Мужчина не стал отрицать. Он продолжал стоять, молча глядя на Уильяма.
— Ну сейчас ты не так дерзок, — ухмыльнулся Уильям. Было видно, что вся семья голодает. Похоже, день складывался очень удачно для того, чтобы свести счеты с теми, кто посмел оскорбить Уильяма Хамлея. — Есть хотите?
— Хотим, — сердито буркнул строитель.
Уильям снова взглянул на женщину. Она стояла, слегка расставив ноги, и, гордо вздернув подбородок, бесстрашно смотрела ему прямо в глаза. Алина разожгла в нем желание, и теперь ему нужна была эта женщина, чтобы утолить свою похоть. Он был уверен, что уж она-то потешит его: будет извиваться и царапаться. Тем лучше.
— Ведь ты не женат на этой девке, а, строитель? — сказал Уильям. — Я помню твою жену — уродливую корову.
Страдание исказило лицо строителя.
— Моя жена умерла.
— Ну а с этой ты в церковь не ходил, не так ли? Просто у тебя нет ни пенни, чтобы заплатить священнику. — За спиной Уильяма кашлянул Уолтер, кони нетерпеливо били копытами. — Предположим, я дам тебе денег на еду, — продолжал Уильям, дразня строителя.
— Я с благодарностью возьму их, — ответил мужчина, хотя Уильям видел, что такое раболепство дается ему с огромным трудом.

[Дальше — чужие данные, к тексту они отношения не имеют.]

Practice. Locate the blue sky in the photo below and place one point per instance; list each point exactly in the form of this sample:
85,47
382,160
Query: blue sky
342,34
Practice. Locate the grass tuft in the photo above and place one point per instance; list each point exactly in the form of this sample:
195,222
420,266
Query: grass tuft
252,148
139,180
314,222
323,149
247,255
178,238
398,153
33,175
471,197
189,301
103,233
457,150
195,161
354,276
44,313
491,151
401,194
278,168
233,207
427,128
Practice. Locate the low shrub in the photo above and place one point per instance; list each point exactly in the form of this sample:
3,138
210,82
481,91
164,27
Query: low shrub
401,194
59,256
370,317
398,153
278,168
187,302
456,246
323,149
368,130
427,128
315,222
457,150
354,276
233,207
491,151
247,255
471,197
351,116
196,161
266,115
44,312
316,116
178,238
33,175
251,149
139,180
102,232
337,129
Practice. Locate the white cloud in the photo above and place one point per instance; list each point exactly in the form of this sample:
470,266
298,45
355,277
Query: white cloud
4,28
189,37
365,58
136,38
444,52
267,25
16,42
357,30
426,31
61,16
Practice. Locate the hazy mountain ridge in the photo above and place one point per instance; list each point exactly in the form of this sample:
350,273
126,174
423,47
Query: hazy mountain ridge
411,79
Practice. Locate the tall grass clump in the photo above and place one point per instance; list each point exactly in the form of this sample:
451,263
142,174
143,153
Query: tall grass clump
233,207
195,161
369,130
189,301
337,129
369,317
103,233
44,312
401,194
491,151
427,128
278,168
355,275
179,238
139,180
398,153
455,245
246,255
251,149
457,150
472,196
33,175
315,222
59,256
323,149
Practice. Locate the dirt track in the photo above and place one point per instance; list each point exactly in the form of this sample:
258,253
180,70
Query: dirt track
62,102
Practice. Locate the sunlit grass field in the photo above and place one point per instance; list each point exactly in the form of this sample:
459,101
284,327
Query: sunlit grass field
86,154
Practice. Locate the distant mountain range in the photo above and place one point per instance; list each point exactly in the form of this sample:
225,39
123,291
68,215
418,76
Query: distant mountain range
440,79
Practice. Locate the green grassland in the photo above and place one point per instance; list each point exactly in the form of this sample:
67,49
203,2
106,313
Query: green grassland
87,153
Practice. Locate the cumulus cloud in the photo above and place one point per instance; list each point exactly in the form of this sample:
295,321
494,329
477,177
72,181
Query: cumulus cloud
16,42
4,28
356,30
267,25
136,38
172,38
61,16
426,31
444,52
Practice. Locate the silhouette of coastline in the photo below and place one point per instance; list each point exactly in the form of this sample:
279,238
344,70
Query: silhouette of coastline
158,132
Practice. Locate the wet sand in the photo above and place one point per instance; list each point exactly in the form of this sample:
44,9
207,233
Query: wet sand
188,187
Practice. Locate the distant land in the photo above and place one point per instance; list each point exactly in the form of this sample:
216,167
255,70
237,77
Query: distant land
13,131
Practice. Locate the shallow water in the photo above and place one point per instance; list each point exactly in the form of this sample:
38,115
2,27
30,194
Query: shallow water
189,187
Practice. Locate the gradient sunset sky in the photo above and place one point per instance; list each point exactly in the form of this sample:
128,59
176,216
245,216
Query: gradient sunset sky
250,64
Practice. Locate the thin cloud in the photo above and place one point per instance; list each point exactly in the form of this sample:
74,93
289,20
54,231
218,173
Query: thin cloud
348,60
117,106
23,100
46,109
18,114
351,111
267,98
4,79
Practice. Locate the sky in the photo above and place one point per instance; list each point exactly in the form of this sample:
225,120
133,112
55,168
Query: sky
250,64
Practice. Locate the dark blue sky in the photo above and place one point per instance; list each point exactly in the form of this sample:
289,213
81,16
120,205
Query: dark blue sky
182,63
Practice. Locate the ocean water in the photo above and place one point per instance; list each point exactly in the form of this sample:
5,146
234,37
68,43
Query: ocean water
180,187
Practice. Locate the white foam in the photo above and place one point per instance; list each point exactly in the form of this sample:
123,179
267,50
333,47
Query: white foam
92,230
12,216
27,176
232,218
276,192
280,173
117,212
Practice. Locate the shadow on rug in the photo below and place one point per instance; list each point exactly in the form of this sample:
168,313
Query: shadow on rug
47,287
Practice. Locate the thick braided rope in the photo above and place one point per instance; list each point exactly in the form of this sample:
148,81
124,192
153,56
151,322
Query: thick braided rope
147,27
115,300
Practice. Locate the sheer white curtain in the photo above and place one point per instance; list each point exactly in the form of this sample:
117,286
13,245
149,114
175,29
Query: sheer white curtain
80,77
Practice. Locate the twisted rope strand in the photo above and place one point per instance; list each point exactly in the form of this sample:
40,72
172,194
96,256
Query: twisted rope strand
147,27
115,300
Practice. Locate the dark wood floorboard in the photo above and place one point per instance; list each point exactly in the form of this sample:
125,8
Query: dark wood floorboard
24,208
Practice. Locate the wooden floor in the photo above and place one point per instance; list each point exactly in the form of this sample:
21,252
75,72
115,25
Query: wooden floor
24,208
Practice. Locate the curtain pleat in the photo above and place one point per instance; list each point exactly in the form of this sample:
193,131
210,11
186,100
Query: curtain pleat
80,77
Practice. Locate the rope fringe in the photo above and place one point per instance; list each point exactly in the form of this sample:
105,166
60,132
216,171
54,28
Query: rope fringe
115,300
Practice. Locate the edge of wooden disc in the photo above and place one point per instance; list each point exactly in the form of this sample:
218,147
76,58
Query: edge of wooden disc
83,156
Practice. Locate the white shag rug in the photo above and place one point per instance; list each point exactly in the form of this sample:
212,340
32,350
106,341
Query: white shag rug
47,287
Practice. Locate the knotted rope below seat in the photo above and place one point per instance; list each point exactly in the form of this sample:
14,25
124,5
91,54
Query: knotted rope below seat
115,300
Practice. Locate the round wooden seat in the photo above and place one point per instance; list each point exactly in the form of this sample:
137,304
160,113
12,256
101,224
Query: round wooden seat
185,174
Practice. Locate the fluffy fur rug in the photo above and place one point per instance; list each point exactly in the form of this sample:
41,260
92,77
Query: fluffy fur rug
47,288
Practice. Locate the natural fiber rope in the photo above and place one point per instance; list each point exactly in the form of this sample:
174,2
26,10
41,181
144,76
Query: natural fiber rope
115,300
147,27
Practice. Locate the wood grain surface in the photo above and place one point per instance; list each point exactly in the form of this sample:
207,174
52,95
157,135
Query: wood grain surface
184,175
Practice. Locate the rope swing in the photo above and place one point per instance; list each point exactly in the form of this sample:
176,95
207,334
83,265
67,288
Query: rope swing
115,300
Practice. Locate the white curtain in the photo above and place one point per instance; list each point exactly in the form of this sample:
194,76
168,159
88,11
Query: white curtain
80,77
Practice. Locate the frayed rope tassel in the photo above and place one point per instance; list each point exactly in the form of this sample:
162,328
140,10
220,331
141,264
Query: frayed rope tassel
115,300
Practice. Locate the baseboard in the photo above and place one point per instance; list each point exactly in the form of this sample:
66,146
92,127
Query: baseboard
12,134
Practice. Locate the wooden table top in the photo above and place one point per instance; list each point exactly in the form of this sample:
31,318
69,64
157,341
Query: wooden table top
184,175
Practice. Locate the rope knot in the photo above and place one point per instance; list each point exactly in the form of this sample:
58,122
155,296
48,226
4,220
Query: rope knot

— Я говорю не о подарке. Я хочу купить твою женщину.
Но тут женщина заговорила сама:
— Мальчик, я не продаюсь.
Очевидное презрение, звучавшее в ее словах, разозлило Уильяма. «Когда мы останемся наедине, — подумал он, — я тебе покажу, кто я есть, мальчик или мужчина». Он повернулся к строителю:
— Я дам тебе за нее фунт серебром.
— Она не продается.
Злость Уильяма закипала все сильней. Какая глупость! Он предлагает голодному целое состояние, а тот отказывается!
— Если ты, дурак, не возьмешь деньги, — пригрозил он, — я просто разрублю тебя мечом и выебу ее на глазах у детей!
Рука строителя скользнула под плащ. «Должно быть, у него есть оружие, — мелькнуло в голове Уильяма. — Кроме того, он очень большой и, хоть тощий, как лезвие ножа, может устроить отчаянную драку, чтобы спасти свою бабу». Тем временем женщина распахнула свой плащ, и ее ладонь легла на рукоятку длиннющего кинжала, висевшего у нее на поясе. Юноша тоже был достаточно крупным, чтобы наделать неприятностей.
Тихим, но твердым голосом заговорил Уолтер:
— Господин, сейчас не время для этого.
Уильям неохотно кивнул. Он должен был доставить Жильбера в имение Хамлеев. Дело было слишком важным и не могло быть отложено ради ссоры из-за бабы. Придется потерпеть.
Он взглянул на эту небольшую семью из пяти оборванных, голодных людей, которые были готовы до конца сражаться с двумя здоровенными мужчинами, вооруженными мечами и сидящими на конях. Он не мог их понять.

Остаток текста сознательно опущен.